En pré-campagne électorale dans la perspective de la présidentielle de 2023, le président du RPM, qui lorgne le statut de chef de file de l’opposition détenu jusqu’alors par Jean Ping, est en déplacement cette semaine dans le Haut-Ogooué, province d’origine d’Ali Bongo Ondimba et fief inexpugnable de la majorité présidentielle. Alors qu’il y espérait trouver son chemin de Damas, son séjour s’apparente davantage à un chemin de croix. Explications.
Ce devait être une rampe de lancement. Une manière de montrer que c’est lui, cette fois-ci, le candidat naturel de l’opposition. Que son tour est venu. Que Jean Ping, 81 ans en 2023, serait bien inspiré de lui transmettre le témoin. Mais à son grand dam, les choses ne se sont pas passées comme prévu.
En pré-campagne électorale dans la perspective de la présidentielle de 2023, Alexandre Barro Chambrier espérait mieux de sa tournée dans le Haut-Ogooué qui n’est pas encore tout à fait achevée. Quand bien même il s’agit d’un fief inexpugnable de la majorité présidentielle, le président du RPM ne s’attendait pas à recevoir un « accueil aussi confidentiel », selon l’expression d’un membre de son entourage.
« Certes, notre président ne s’attendait pas, comme il nous l’a confié, à recevoir un accueil triomphal. Mais de là à attirer aussi peu de gens, il est déçu », explique ce collaborateur qui tente de faire bonne figure.
Il est vrai que de Bakoumba à Moanda, en passant par Okondja, la venue d’ « ABC » n’a pas, c’est peu de le dire, fait recette. « Ici, c’est simple, tout le monde vote pour l’enfant du pays : le président Ali Bongo Ondimba. Car à part critiquer ce qu’il fait, l’opposition n’a rien à nous dire à nous la population », explique Martial, ingénieur à la Comilog.
Pour la plupart des habitants, même s’ils ont déjà entendu son nom, Alexandre Barro Chambrier demeure largement un inconnu. « C’est qui même ? », se demande Tony, jeune étudiant à Franceville. Et ceux qui le connaissent n’en n’ont pas pour la plupart pas une image positive. « Pour moi, je le dis clairement, c’est un traitre. Il était avec le PDG et puis quand on l’a sorti du gouvernement et qu’il a dû quitter le ministère des Mines, il est parti comme d’autres rejoindre l’opposition », vitupère Albert, retourné vivre à Okondja après sa mise en retraite de la fonction publique.
Ecran de fumée
Pour tenter malgré tout de faire parler de lui à l’occasion de cette tournée dans le Haut-Ogooué, l’équipe de communicants entourant Barro Chambrier en est réduit à monter en épingle dans les médias, à travers des publi-reportages stipendiés (comme sur le site d’information pro-opposition Gabon Review), des « incidents », selon les éléments de langage du RPM, qui se seraient déroulés à Okondja. En fait d’incidents, il s’agissait de quelques jeunes qui, dans une ambiance bonne enfant, ont scandé des slogans favorables au président Ali Bongo Ondimba à proximité du lieu où devait se tenir une rencontre entre le président du RPM et les habitants. Voilà tout.

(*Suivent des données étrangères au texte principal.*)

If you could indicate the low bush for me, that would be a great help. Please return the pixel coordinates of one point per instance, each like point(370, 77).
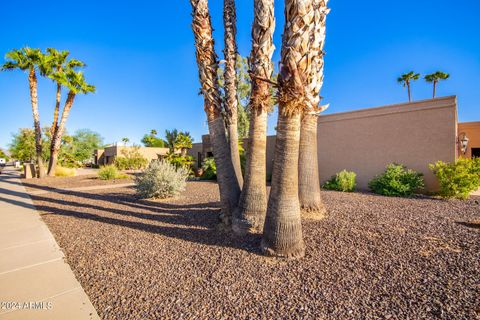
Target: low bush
point(161, 180)
point(397, 181)
point(458, 179)
point(131, 159)
point(343, 181)
point(64, 172)
point(209, 168)
point(110, 172)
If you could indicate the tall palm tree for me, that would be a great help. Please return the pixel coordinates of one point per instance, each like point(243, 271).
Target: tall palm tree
point(308, 176)
point(30, 60)
point(231, 103)
point(282, 232)
point(253, 200)
point(75, 82)
point(57, 63)
point(207, 70)
point(406, 80)
point(435, 78)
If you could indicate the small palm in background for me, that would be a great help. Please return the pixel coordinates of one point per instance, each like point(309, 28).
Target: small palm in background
point(435, 78)
point(406, 79)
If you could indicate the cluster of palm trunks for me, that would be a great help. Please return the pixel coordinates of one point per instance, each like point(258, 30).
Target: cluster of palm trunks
point(295, 188)
point(64, 72)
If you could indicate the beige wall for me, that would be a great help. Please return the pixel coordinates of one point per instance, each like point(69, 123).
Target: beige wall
point(472, 130)
point(365, 141)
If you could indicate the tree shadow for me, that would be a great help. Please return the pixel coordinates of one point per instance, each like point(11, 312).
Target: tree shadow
point(474, 225)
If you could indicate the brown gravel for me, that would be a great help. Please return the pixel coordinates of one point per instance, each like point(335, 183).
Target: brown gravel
point(51, 183)
point(373, 257)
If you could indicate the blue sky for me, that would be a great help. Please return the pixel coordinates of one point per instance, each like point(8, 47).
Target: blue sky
point(140, 55)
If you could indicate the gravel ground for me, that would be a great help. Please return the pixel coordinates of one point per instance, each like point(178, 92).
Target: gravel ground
point(373, 257)
point(50, 183)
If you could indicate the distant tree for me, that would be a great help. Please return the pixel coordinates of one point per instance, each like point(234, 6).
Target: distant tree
point(4, 155)
point(171, 137)
point(183, 142)
point(22, 146)
point(435, 78)
point(406, 80)
point(30, 60)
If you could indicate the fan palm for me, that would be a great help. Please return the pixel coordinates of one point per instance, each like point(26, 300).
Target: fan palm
point(406, 79)
point(57, 63)
point(282, 232)
point(308, 179)
point(76, 84)
point(207, 69)
point(253, 200)
point(30, 60)
point(230, 86)
point(435, 78)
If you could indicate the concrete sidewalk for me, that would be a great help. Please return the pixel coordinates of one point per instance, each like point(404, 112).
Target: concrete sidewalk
point(35, 282)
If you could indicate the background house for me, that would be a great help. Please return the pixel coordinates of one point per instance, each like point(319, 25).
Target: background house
point(415, 134)
point(108, 154)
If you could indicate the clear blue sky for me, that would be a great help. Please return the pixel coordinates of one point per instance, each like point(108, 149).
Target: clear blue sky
point(141, 58)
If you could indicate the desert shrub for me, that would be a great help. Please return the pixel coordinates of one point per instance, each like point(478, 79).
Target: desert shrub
point(457, 179)
point(161, 180)
point(343, 181)
point(110, 172)
point(209, 168)
point(64, 172)
point(397, 181)
point(131, 159)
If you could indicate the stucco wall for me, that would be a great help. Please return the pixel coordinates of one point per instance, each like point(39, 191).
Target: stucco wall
point(365, 141)
point(472, 130)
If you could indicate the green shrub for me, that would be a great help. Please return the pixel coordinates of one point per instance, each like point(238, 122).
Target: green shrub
point(64, 172)
point(343, 181)
point(161, 180)
point(131, 159)
point(458, 179)
point(110, 172)
point(397, 181)
point(209, 169)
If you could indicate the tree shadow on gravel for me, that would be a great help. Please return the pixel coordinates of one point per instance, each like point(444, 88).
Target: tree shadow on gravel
point(474, 225)
point(193, 222)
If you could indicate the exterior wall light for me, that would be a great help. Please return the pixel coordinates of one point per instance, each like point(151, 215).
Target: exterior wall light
point(463, 141)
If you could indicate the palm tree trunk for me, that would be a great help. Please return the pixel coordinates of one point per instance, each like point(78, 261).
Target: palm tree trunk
point(252, 207)
point(409, 94)
point(207, 69)
point(308, 176)
point(32, 79)
point(282, 232)
point(309, 180)
point(57, 138)
point(56, 110)
point(231, 103)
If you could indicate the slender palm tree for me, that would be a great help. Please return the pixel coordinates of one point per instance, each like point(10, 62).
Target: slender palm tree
point(308, 176)
point(75, 82)
point(435, 78)
point(231, 103)
point(406, 80)
point(253, 200)
point(30, 60)
point(207, 70)
point(57, 63)
point(282, 232)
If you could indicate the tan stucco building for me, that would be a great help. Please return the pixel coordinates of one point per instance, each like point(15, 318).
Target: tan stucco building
point(365, 141)
point(108, 155)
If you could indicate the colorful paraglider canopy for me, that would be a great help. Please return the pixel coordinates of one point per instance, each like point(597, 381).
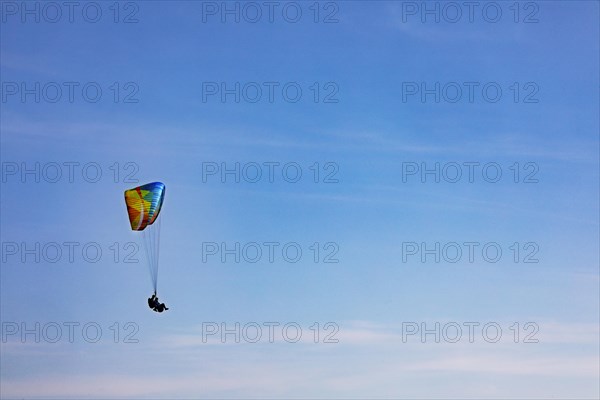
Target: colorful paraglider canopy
point(144, 204)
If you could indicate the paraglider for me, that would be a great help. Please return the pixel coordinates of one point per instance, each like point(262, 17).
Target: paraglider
point(143, 206)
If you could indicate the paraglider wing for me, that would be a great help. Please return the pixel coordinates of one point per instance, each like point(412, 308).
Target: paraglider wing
point(144, 204)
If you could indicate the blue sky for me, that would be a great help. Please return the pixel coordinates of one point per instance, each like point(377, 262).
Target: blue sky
point(170, 134)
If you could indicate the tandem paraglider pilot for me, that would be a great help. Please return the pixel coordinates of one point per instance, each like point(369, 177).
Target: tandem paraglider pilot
point(156, 305)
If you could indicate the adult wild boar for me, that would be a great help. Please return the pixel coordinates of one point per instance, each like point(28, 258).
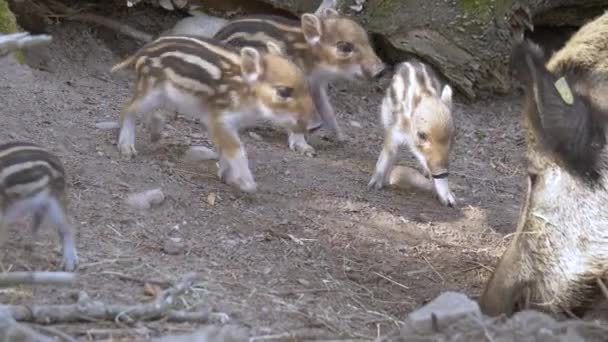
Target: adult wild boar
point(560, 248)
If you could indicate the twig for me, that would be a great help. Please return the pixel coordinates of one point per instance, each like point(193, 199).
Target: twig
point(391, 280)
point(137, 280)
point(299, 336)
point(37, 278)
point(86, 309)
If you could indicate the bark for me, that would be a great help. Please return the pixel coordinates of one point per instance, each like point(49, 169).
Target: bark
point(468, 41)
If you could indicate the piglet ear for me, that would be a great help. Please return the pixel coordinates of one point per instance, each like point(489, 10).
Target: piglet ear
point(562, 121)
point(274, 48)
point(311, 27)
point(251, 64)
point(329, 12)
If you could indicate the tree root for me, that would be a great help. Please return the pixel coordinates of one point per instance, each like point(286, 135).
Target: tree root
point(86, 309)
point(37, 278)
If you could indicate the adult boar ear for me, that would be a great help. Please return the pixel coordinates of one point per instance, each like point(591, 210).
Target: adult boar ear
point(563, 122)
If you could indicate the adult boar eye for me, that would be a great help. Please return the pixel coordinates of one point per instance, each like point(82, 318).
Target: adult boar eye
point(284, 92)
point(345, 47)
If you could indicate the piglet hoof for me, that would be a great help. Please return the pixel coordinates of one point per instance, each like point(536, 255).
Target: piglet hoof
point(248, 186)
point(127, 151)
point(377, 181)
point(304, 149)
point(70, 262)
point(448, 200)
point(224, 174)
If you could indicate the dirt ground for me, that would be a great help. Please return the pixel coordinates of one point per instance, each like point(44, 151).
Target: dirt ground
point(313, 248)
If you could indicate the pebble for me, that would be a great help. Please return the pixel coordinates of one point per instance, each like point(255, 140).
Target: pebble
point(255, 136)
point(199, 153)
point(173, 246)
point(146, 199)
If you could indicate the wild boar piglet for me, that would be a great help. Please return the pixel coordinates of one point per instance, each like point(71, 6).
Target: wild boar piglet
point(326, 46)
point(559, 253)
point(417, 111)
point(32, 182)
point(226, 88)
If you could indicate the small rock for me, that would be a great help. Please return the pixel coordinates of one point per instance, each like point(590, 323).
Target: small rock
point(173, 246)
point(355, 124)
point(107, 125)
point(255, 136)
point(211, 199)
point(146, 199)
point(304, 282)
point(199, 153)
point(196, 135)
point(448, 307)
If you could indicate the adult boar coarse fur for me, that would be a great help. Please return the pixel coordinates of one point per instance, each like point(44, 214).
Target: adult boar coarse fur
point(560, 248)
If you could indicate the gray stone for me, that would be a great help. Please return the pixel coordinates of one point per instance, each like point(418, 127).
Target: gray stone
point(227, 333)
point(448, 308)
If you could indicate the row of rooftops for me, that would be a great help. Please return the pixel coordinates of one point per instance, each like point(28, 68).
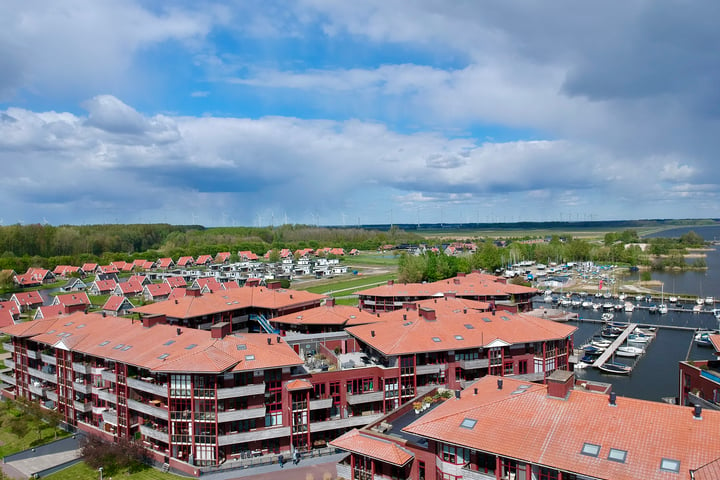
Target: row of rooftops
point(557, 426)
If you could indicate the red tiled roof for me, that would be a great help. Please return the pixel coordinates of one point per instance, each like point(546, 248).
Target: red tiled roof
point(339, 315)
point(374, 447)
point(228, 300)
point(403, 331)
point(528, 425)
point(191, 351)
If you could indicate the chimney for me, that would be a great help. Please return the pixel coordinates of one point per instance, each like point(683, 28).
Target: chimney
point(560, 383)
point(428, 314)
point(220, 329)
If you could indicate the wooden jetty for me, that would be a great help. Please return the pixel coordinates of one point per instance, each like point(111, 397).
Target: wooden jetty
point(610, 351)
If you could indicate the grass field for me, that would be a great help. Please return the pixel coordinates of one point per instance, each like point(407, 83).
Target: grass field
point(81, 471)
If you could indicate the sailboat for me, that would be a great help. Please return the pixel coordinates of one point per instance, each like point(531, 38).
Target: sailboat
point(662, 308)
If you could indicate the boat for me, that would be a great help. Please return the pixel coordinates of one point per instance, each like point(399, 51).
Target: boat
point(616, 368)
point(629, 351)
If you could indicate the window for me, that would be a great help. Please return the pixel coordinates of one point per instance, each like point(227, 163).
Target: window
point(617, 455)
point(590, 449)
point(670, 465)
point(468, 423)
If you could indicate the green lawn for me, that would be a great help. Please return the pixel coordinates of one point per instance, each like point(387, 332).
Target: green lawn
point(347, 286)
point(81, 471)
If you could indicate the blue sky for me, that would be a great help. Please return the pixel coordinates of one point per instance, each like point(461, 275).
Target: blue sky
point(333, 112)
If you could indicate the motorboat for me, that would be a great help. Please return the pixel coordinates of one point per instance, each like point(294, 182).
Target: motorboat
point(629, 351)
point(616, 368)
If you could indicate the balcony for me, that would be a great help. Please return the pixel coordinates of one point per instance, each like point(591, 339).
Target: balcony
point(82, 407)
point(474, 364)
point(253, 435)
point(82, 387)
point(244, 414)
point(349, 422)
point(243, 391)
point(428, 369)
point(366, 397)
point(49, 359)
point(321, 403)
point(474, 475)
point(153, 433)
point(83, 368)
point(147, 386)
point(48, 377)
point(147, 408)
point(107, 395)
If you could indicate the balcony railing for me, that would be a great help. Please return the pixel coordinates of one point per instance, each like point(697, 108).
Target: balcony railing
point(321, 403)
point(49, 359)
point(475, 475)
point(349, 422)
point(81, 367)
point(149, 387)
point(474, 364)
point(243, 391)
point(253, 435)
point(153, 433)
point(244, 414)
point(147, 408)
point(366, 397)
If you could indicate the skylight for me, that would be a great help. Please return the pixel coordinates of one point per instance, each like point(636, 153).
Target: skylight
point(617, 455)
point(670, 465)
point(590, 449)
point(468, 423)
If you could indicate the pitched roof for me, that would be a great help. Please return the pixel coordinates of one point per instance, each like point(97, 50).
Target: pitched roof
point(158, 348)
point(456, 326)
point(228, 300)
point(374, 447)
point(522, 421)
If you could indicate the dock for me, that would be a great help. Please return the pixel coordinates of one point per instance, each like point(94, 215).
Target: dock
point(610, 351)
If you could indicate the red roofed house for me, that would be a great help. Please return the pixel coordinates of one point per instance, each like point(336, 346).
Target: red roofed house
point(117, 306)
point(503, 428)
point(157, 292)
point(102, 287)
point(34, 277)
point(186, 262)
point(27, 300)
point(204, 260)
point(72, 302)
point(164, 263)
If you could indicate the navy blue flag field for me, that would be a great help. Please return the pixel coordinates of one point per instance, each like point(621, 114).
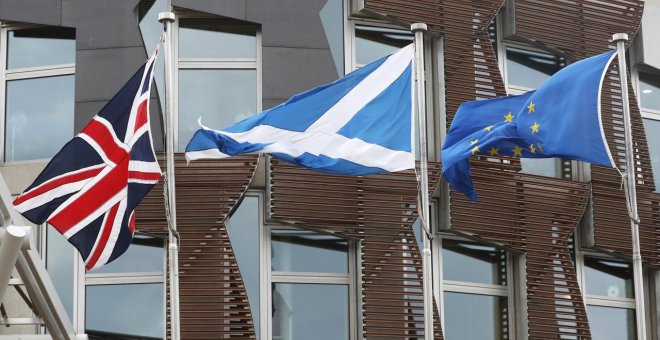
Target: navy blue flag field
point(90, 189)
point(560, 119)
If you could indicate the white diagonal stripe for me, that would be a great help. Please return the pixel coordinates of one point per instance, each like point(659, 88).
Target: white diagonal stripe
point(364, 92)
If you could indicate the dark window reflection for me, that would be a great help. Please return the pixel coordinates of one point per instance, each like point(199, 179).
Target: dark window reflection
point(125, 311)
point(310, 311)
point(221, 97)
point(209, 38)
point(146, 254)
point(37, 129)
point(649, 91)
point(473, 262)
point(608, 323)
point(652, 128)
point(373, 43)
point(307, 251)
point(43, 46)
point(530, 68)
point(475, 317)
point(611, 278)
point(243, 229)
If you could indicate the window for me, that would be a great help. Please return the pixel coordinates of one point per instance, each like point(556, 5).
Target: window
point(289, 272)
point(218, 74)
point(525, 69)
point(131, 289)
point(477, 294)
point(610, 298)
point(649, 100)
point(36, 62)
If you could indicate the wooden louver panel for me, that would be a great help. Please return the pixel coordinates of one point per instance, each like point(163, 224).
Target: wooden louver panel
point(213, 299)
point(379, 210)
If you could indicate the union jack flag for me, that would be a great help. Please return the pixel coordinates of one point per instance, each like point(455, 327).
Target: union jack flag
point(90, 189)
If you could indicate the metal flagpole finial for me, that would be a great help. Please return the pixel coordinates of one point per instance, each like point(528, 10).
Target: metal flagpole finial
point(619, 36)
point(419, 27)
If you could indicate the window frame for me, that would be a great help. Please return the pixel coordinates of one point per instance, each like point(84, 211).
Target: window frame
point(210, 64)
point(22, 74)
point(515, 313)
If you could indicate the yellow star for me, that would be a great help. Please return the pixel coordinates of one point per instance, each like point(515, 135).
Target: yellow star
point(517, 151)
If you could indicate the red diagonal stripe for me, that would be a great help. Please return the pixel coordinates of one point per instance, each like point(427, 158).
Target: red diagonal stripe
point(105, 235)
point(92, 198)
point(57, 183)
point(141, 117)
point(104, 138)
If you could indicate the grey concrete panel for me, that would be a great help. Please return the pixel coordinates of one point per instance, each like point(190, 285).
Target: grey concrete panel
point(288, 71)
point(102, 24)
point(227, 8)
point(290, 23)
point(101, 73)
point(46, 12)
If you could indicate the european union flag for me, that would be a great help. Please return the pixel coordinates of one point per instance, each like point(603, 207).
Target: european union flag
point(560, 119)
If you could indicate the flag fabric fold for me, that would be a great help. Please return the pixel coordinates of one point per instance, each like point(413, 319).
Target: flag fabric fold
point(91, 187)
point(561, 118)
point(357, 125)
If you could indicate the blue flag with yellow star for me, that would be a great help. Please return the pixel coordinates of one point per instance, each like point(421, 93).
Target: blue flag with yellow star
point(560, 119)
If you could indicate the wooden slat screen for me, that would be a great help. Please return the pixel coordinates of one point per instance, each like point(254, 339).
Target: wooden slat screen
point(379, 210)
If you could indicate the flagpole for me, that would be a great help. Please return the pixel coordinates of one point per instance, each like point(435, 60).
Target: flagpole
point(418, 29)
point(631, 191)
point(167, 18)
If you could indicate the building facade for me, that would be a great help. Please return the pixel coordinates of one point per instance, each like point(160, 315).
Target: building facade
point(272, 251)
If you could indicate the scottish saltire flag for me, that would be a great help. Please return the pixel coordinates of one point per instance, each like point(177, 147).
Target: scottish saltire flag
point(560, 119)
point(357, 125)
point(90, 189)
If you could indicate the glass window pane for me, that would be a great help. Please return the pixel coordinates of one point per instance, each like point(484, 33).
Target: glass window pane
point(204, 38)
point(307, 251)
point(611, 278)
point(540, 166)
point(473, 262)
point(373, 43)
point(652, 128)
point(41, 46)
point(125, 310)
point(146, 254)
point(332, 18)
point(60, 257)
point(475, 317)
point(649, 88)
point(608, 323)
point(221, 97)
point(38, 129)
point(530, 68)
point(243, 229)
point(310, 311)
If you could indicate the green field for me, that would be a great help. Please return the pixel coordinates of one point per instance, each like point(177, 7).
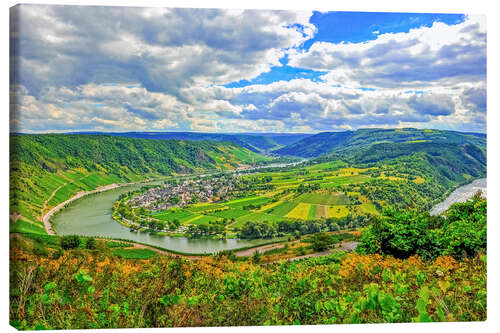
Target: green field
point(312, 212)
point(230, 213)
point(282, 209)
point(175, 214)
point(323, 199)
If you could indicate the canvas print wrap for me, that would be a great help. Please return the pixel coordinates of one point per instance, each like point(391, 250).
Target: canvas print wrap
point(210, 167)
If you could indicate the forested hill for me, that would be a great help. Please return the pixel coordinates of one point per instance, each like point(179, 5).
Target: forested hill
point(56, 152)
point(47, 169)
point(256, 142)
point(348, 141)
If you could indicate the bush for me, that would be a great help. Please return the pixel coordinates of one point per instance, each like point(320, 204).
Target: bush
point(57, 254)
point(70, 242)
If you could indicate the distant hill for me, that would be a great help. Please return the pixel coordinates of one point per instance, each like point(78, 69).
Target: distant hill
point(336, 142)
point(257, 142)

Au passage, ce qu’oublient de dire les quelques médias en ligne qui ont fait paraitre des articles « sponsorisés », pour le dire pudiquement, c’est que lors de cette « rencontre », il y avait en tout et pour tout une… trentaine de personnes seulement ! On comprend dès lors l’empressement du RMP et ABC de créer un écran de fumée.
« Comment quelqu’un qui a été incapable de se faire élire député du 4ème arrondissement de Libreville peut-il espérer devenir président du Gabon ? »
« C’est une technique classique », explique un spécialiste en communication politique. « C’est du même ordre si vous voulez que quand l’opposition gabonaise tente de faire oublier les querelles personnelles entre ses différentes figures, les départs aussi nombreux et spectaculaires qui sont intervenus dans ses rangs récemment, ou son absence de programme en tentant de déporter le débat sur une possible fraude électorale », analyse l’expert, en référence aux interventions récentes de Mike Jocktane et d’Alexandre Barro Chambrier à ce sujet.
Alors que le président du RPM poursuit sa tournée – au plutôt son chemin de croix – dans le Haut-Ogooué, Albert, notre retraité de la fonction publique retourné vivre à Okondja, s’interroge : « Comment quelqu’un qui a été incapable de se faire élire député du 4ème arrondissement de Libreville peut-il espérer devenir président du Gabon ? » On attend en effet la réponse.